By Deborah Love
This week has been “Alabama Week” on The Daily Show, a week devoted to the mocking of Alabama and especially its recent political scandals. I suspect many Alabamians have laughed along with Trevor Noah, half from nervous embarrassment and half from frustration. The hostile spotlight on Alabama brings my thoughts back to one memory from a time when I interned with Senator Jeff Sessions as an eager college student, excited to make a positive difference. One of the first phone calls I received was from an angry man who asked me where I was from, to which I quickly replied with a proud and positive voice, “I am from Alabama.” The man responded “You’re a barefoot, inbred, pregnant woman.” The man continued to yell before eventually hanging up. When I looked up his area code I realized he was not from Alabama. So I wondered why he thought such horrible things about a person he had never met. I thought it was strange that he hated the politics of my state so much he would insult a stranger.

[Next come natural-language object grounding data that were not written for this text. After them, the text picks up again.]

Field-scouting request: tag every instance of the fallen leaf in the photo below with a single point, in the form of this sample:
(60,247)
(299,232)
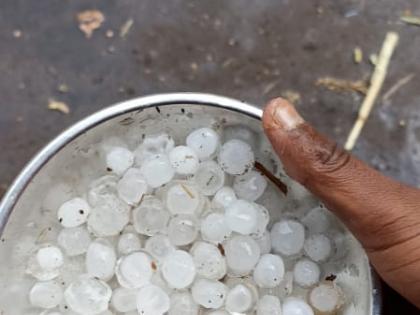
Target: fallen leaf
(58,106)
(89,21)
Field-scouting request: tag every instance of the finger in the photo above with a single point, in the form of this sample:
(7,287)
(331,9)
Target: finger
(382,213)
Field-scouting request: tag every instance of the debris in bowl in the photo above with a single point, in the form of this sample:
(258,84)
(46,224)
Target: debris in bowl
(181,229)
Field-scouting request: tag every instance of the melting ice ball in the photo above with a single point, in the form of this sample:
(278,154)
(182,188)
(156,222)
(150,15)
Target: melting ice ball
(306,273)
(74,241)
(101,259)
(239,299)
(119,159)
(152,300)
(178,269)
(204,142)
(214,228)
(184,160)
(287,237)
(73,213)
(157,170)
(209,293)
(88,296)
(236,157)
(269,271)
(250,186)
(208,261)
(132,186)
(317,247)
(182,303)
(241,217)
(242,254)
(209,177)
(46,294)
(269,305)
(134,270)
(296,306)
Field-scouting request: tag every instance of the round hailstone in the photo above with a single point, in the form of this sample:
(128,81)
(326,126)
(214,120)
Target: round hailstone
(119,159)
(236,157)
(224,197)
(178,269)
(101,188)
(124,300)
(150,217)
(263,218)
(204,142)
(286,286)
(152,145)
(306,273)
(317,247)
(159,246)
(182,303)
(242,254)
(183,199)
(157,170)
(269,305)
(74,241)
(100,260)
(184,160)
(128,243)
(239,299)
(209,177)
(214,228)
(250,186)
(296,306)
(183,229)
(209,293)
(132,186)
(326,298)
(152,300)
(88,296)
(45,263)
(73,213)
(208,260)
(264,242)
(46,294)
(269,271)
(134,270)
(50,257)
(108,218)
(287,237)
(241,217)
(316,220)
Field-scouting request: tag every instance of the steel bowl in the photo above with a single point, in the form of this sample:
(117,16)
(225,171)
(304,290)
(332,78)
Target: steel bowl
(64,167)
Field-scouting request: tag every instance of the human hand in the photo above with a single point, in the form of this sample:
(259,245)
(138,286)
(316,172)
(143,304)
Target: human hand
(382,213)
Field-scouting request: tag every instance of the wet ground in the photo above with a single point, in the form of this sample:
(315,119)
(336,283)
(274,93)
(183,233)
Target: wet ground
(251,50)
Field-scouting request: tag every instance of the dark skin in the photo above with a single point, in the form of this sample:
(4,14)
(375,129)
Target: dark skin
(382,213)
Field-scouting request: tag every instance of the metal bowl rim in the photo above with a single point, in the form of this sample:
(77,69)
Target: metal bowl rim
(44,155)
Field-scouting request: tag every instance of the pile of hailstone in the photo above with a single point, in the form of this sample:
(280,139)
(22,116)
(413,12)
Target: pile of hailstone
(178,230)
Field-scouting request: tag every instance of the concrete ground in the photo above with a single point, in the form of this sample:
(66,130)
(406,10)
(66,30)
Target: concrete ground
(251,50)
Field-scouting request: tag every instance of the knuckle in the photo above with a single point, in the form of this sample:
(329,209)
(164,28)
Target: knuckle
(332,158)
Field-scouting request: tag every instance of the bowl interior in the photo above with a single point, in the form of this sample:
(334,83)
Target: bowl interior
(69,172)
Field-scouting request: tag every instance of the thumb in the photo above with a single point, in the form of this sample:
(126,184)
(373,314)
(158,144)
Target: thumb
(382,213)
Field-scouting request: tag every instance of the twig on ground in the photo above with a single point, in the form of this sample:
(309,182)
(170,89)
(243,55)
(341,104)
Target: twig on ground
(398,85)
(376,82)
(341,85)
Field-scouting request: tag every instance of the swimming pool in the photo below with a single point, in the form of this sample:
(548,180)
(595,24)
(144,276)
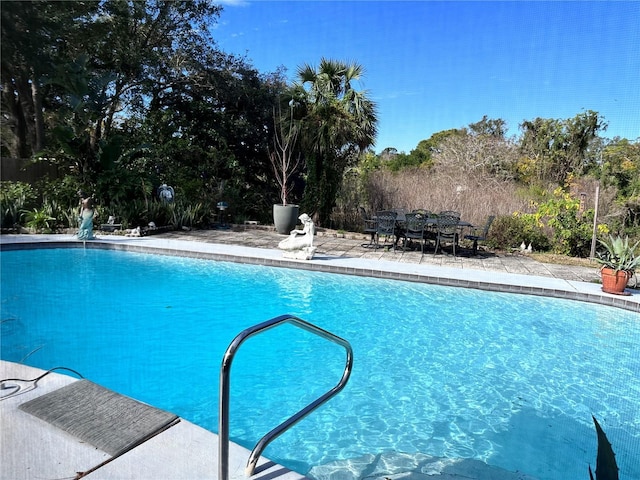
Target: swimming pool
(506,379)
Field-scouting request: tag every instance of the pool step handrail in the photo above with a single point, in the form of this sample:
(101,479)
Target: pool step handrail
(225,369)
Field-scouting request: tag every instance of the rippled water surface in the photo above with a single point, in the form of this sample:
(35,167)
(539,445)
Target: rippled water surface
(510,380)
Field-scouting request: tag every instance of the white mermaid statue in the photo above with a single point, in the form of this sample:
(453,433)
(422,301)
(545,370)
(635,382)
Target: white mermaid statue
(85,232)
(299,243)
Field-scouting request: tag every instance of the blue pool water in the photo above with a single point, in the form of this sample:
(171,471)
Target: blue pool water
(510,380)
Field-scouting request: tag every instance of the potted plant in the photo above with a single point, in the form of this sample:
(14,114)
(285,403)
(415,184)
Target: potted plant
(619,262)
(285,163)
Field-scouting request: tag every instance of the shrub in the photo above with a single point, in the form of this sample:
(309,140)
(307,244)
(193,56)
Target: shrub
(15,198)
(510,231)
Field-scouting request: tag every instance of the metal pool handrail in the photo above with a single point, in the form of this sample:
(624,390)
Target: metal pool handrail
(225,369)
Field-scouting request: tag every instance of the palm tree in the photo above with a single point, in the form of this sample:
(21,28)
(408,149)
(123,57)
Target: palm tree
(338,123)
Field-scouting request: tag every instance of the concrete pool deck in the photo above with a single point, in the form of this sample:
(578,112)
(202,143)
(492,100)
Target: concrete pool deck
(31,448)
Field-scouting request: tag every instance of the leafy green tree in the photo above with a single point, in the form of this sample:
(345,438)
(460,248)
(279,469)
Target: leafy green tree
(337,124)
(557,148)
(36,37)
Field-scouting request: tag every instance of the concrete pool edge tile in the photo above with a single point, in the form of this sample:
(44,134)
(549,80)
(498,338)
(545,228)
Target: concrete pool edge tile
(498,281)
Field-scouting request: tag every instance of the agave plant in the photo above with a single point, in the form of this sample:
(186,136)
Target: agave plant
(619,255)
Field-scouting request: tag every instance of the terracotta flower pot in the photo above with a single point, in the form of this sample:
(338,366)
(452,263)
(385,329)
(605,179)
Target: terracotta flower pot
(614,281)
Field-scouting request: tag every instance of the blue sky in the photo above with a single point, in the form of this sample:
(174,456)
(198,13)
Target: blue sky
(432,66)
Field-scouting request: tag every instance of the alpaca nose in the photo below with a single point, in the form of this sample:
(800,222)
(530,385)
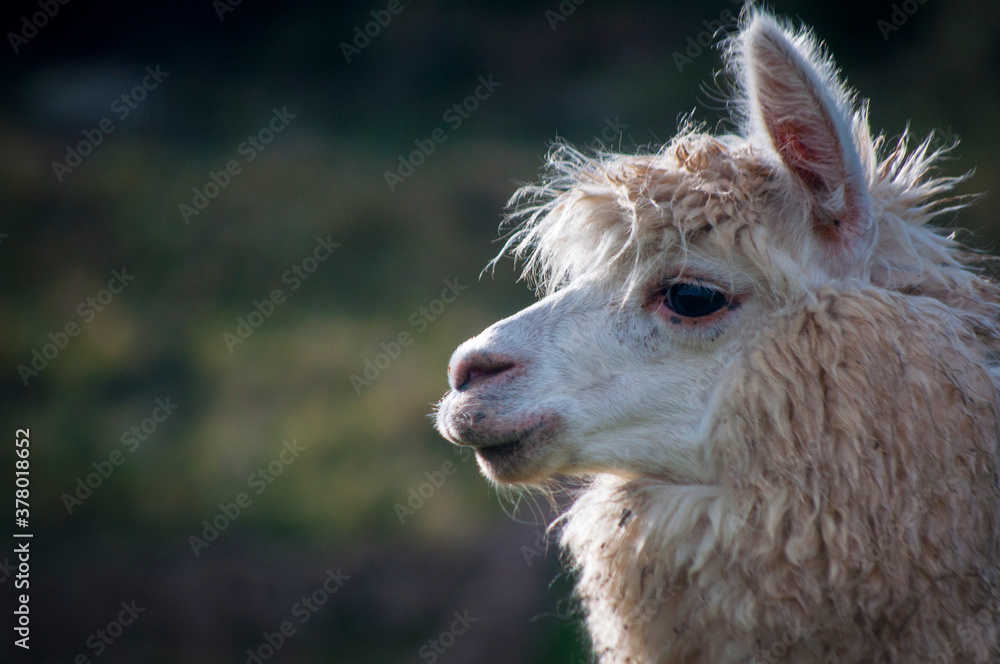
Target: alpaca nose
(477,368)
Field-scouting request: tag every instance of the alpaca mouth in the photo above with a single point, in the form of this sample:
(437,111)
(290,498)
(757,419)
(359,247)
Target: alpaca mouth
(502,453)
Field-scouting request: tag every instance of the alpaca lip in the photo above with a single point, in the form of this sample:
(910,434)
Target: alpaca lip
(500,453)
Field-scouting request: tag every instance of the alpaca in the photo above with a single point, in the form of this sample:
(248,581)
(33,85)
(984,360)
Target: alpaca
(778,382)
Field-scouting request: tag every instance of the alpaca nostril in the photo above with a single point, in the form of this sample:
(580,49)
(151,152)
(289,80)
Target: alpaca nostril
(477,369)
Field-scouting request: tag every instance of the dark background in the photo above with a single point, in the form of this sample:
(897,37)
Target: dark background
(466,548)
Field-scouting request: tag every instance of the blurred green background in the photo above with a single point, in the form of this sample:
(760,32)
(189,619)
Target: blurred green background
(621,73)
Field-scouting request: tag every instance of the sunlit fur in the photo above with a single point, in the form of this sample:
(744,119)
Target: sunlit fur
(815,479)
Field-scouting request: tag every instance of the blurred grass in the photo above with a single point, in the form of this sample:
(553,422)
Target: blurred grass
(162,336)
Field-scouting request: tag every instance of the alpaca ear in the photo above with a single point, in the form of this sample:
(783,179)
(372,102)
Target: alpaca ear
(796,101)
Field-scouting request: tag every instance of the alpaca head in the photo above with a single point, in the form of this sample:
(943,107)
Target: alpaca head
(663,270)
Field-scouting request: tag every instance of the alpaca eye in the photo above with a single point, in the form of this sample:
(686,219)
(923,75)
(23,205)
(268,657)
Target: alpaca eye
(693,301)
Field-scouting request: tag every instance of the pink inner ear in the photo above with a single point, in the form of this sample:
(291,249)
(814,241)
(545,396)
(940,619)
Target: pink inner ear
(814,165)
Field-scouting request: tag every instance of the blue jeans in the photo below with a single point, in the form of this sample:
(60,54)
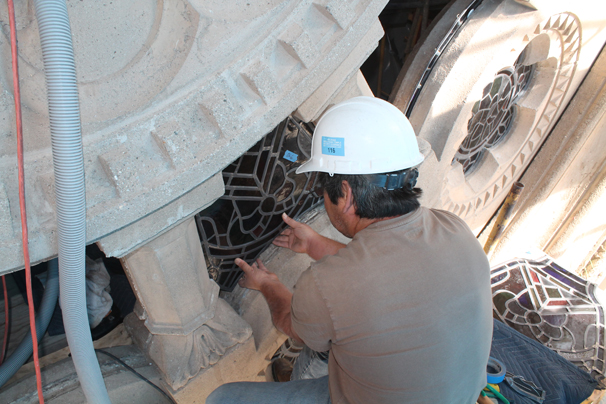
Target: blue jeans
(308,385)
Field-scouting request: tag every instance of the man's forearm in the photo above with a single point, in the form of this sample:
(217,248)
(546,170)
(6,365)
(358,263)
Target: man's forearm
(279,299)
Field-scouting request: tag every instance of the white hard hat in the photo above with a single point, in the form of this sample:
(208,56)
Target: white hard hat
(363,135)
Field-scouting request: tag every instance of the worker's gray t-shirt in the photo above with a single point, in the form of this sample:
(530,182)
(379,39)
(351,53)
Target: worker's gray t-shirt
(405,310)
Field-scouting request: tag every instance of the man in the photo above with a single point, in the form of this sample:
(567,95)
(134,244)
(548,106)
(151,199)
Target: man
(405,307)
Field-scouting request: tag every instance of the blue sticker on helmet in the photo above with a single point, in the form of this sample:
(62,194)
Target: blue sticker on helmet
(333,146)
(290,156)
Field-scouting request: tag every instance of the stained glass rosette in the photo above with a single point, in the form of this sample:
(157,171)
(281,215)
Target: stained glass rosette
(259,187)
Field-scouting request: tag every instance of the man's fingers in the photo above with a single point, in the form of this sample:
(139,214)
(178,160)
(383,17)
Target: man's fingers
(243,265)
(260,265)
(281,241)
(291,222)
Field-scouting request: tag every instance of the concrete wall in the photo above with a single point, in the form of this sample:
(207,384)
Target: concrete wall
(171,92)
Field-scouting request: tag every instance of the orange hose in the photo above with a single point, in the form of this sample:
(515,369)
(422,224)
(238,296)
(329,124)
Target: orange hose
(6,323)
(24,234)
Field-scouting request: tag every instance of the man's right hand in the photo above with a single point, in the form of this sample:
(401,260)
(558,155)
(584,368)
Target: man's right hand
(298,237)
(301,238)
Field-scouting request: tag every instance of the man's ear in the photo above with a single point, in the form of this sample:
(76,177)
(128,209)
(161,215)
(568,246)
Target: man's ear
(349,205)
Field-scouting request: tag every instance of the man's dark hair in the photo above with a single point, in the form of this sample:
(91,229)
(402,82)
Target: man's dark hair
(371,201)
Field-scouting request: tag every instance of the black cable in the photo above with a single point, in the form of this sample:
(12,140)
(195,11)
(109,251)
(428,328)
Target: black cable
(139,375)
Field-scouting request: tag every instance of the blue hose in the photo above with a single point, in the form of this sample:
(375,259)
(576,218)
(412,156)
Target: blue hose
(45,313)
(68,162)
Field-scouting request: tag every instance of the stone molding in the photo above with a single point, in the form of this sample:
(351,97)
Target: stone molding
(233,76)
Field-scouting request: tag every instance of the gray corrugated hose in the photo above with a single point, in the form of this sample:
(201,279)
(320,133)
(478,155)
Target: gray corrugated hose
(68,161)
(47,307)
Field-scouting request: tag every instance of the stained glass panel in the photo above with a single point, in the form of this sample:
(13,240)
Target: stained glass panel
(259,187)
(553,306)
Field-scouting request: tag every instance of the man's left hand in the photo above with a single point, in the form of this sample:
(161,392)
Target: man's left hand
(255,275)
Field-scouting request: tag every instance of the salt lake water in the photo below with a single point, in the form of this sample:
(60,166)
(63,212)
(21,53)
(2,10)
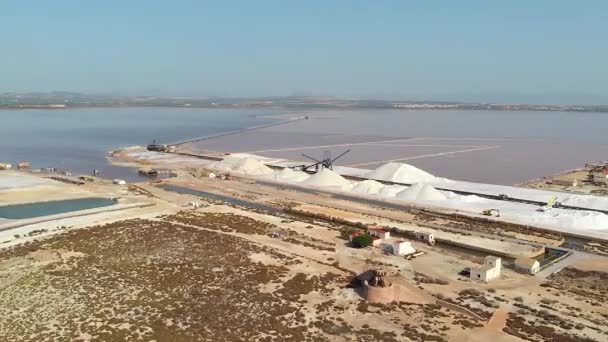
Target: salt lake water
(31,210)
(79,139)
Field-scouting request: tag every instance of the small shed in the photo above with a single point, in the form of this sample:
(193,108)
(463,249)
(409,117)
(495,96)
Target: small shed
(354,234)
(527,265)
(401,247)
(426,237)
(376,241)
(490,270)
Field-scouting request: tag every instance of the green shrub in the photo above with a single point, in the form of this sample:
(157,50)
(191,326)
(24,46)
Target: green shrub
(363,240)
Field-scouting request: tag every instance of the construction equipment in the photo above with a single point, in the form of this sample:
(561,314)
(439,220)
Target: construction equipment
(491,212)
(160,147)
(327,161)
(550,205)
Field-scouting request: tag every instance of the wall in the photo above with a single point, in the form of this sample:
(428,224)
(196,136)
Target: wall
(378,294)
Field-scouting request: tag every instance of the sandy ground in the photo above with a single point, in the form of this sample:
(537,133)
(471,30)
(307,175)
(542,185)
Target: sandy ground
(170,273)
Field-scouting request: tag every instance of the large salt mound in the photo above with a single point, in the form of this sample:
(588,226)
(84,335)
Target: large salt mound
(289,175)
(390,191)
(248,166)
(367,187)
(327,178)
(421,192)
(401,173)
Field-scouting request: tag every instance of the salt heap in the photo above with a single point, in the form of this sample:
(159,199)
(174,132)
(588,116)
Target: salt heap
(400,173)
(289,175)
(367,187)
(391,190)
(248,166)
(421,192)
(328,178)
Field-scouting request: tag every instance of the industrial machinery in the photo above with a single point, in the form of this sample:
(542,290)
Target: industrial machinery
(552,203)
(160,147)
(327,161)
(491,212)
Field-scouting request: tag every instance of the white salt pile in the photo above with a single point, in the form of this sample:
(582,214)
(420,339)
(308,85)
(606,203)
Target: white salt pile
(400,173)
(248,166)
(328,178)
(367,187)
(289,175)
(421,192)
(390,191)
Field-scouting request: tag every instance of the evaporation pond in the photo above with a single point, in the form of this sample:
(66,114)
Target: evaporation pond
(37,209)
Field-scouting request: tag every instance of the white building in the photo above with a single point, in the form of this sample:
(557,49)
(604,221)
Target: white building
(401,247)
(489,271)
(527,265)
(383,234)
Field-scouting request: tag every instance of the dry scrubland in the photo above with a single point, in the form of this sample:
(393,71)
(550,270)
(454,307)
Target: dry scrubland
(188,278)
(207,275)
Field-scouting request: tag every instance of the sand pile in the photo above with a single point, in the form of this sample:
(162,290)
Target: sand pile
(421,192)
(367,187)
(289,175)
(400,173)
(328,178)
(248,166)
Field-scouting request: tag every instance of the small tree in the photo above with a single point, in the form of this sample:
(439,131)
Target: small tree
(363,240)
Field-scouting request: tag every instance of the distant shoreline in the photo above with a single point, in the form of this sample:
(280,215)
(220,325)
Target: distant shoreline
(496,108)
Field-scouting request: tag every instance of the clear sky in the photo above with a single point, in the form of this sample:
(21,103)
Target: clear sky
(527,51)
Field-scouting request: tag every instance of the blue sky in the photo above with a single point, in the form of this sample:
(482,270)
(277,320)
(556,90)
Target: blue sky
(522,51)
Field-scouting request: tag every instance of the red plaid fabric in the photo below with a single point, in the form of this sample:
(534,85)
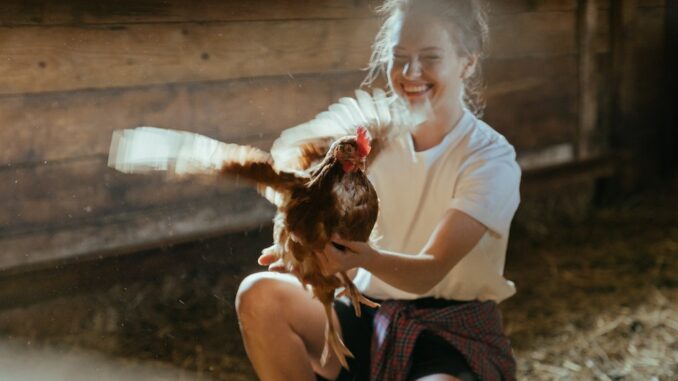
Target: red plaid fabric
(473,328)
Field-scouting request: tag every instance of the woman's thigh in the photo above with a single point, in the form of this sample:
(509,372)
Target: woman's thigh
(268,301)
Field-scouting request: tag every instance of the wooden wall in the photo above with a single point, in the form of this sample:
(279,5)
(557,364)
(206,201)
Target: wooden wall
(71,72)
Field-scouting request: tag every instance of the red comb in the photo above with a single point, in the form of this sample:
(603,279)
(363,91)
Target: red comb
(363,141)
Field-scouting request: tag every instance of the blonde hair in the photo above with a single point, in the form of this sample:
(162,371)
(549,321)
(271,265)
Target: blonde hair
(468,22)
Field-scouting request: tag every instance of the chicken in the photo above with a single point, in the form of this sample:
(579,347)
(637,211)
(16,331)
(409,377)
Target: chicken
(315,175)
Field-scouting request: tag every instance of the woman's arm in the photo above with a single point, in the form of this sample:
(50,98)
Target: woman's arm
(454,237)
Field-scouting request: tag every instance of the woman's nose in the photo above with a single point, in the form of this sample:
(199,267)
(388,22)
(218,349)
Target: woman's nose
(412,69)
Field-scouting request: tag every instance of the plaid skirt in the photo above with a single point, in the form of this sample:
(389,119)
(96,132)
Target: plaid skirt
(474,329)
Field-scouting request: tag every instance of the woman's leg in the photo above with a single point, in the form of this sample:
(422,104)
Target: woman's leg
(438,377)
(283,328)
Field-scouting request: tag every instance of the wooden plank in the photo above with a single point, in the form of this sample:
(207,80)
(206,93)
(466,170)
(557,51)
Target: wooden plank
(23,285)
(67,58)
(88,12)
(128,232)
(532,100)
(535,33)
(57,126)
(64,58)
(522,6)
(77,192)
(588,85)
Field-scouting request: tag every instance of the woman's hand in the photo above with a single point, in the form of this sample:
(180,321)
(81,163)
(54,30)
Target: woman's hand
(352,254)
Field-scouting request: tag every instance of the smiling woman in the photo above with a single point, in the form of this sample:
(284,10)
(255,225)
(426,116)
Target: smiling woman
(448,189)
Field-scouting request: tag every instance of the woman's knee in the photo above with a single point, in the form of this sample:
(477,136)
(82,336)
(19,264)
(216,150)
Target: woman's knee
(262,294)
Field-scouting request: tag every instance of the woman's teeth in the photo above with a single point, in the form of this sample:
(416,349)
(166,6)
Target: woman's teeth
(415,89)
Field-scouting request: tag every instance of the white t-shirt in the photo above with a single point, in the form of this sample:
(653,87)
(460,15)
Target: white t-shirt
(473,170)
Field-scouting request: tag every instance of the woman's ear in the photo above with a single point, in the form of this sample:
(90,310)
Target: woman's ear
(469,66)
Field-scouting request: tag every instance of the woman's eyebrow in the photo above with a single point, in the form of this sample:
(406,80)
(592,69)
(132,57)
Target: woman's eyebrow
(431,48)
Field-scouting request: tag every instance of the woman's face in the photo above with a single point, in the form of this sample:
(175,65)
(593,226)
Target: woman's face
(425,65)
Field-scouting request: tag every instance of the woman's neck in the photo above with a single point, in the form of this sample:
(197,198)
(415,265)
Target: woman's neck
(431,132)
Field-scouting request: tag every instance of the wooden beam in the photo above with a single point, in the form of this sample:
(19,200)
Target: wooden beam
(43,128)
(532,100)
(139,230)
(119,12)
(62,58)
(588,85)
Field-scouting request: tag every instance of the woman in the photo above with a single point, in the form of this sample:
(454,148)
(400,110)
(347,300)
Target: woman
(447,197)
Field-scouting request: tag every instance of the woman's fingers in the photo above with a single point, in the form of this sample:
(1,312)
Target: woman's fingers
(266,259)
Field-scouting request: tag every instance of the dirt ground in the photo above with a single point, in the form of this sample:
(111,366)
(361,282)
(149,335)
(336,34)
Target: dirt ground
(597,300)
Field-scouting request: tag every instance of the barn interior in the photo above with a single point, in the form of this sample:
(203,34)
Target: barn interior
(129,277)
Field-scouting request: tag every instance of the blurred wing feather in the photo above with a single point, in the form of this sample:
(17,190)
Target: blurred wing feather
(181,153)
(302,146)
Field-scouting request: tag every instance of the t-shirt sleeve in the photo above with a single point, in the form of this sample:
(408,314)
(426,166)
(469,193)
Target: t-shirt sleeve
(489,191)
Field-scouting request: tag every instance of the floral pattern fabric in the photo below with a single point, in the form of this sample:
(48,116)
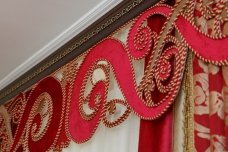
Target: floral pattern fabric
(210,100)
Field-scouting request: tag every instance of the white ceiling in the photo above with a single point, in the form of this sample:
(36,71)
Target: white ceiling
(32,29)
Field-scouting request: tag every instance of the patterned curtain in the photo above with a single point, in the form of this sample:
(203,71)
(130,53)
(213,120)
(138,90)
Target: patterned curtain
(158,83)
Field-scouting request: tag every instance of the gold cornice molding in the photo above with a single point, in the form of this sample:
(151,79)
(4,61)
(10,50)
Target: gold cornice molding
(119,15)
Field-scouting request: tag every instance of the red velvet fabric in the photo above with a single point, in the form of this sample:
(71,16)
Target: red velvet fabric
(156,135)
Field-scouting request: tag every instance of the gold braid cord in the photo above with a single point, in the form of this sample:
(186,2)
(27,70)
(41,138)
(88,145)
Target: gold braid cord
(109,81)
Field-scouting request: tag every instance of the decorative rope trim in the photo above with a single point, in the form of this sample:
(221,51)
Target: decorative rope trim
(189,106)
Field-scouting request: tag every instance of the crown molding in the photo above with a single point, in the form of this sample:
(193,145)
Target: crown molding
(90,17)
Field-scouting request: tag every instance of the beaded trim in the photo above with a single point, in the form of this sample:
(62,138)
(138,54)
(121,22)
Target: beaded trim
(83,96)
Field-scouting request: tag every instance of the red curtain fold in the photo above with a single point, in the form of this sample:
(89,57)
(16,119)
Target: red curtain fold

I realized later on that this man’s prejudice and hatred of me was based solely on a sort of collectivist logic. By using that term, I don’t mean merely leftward progressivism – collectivism is the idea that people can be reduced to, and explained according to group interests. It is an idea which promotes stereotypes, prejudice, and hatred. We can all think of examples that permeate the current political and cultural dialogue which are based in this fallacy. If you look on social media you will see political or cultural discussions quickly escalate to these broad stereotypical conclusions that judge an individual or entire group from a collectivist lens. Following are some examples that I have recently seen online. Rebekah Caldwell Mason is like many other women in Montgomery politics. Republicans are all corrupt. Black men are all thugs. Millennials are lazy and want everything for free. Democrats hate America. Libertarians are pot heads. Conservatives are extremists. The media is all liberal and biased. These statements are the result of acceptance of the idea of collectivism; they are not based in reason. We all know that there are caring, loving, smart and well-intentioned people in each of these categories. As Martin Luther King Jr. said, “I look to a day when people will not be judged by the color of their skin, but by the content of their character.”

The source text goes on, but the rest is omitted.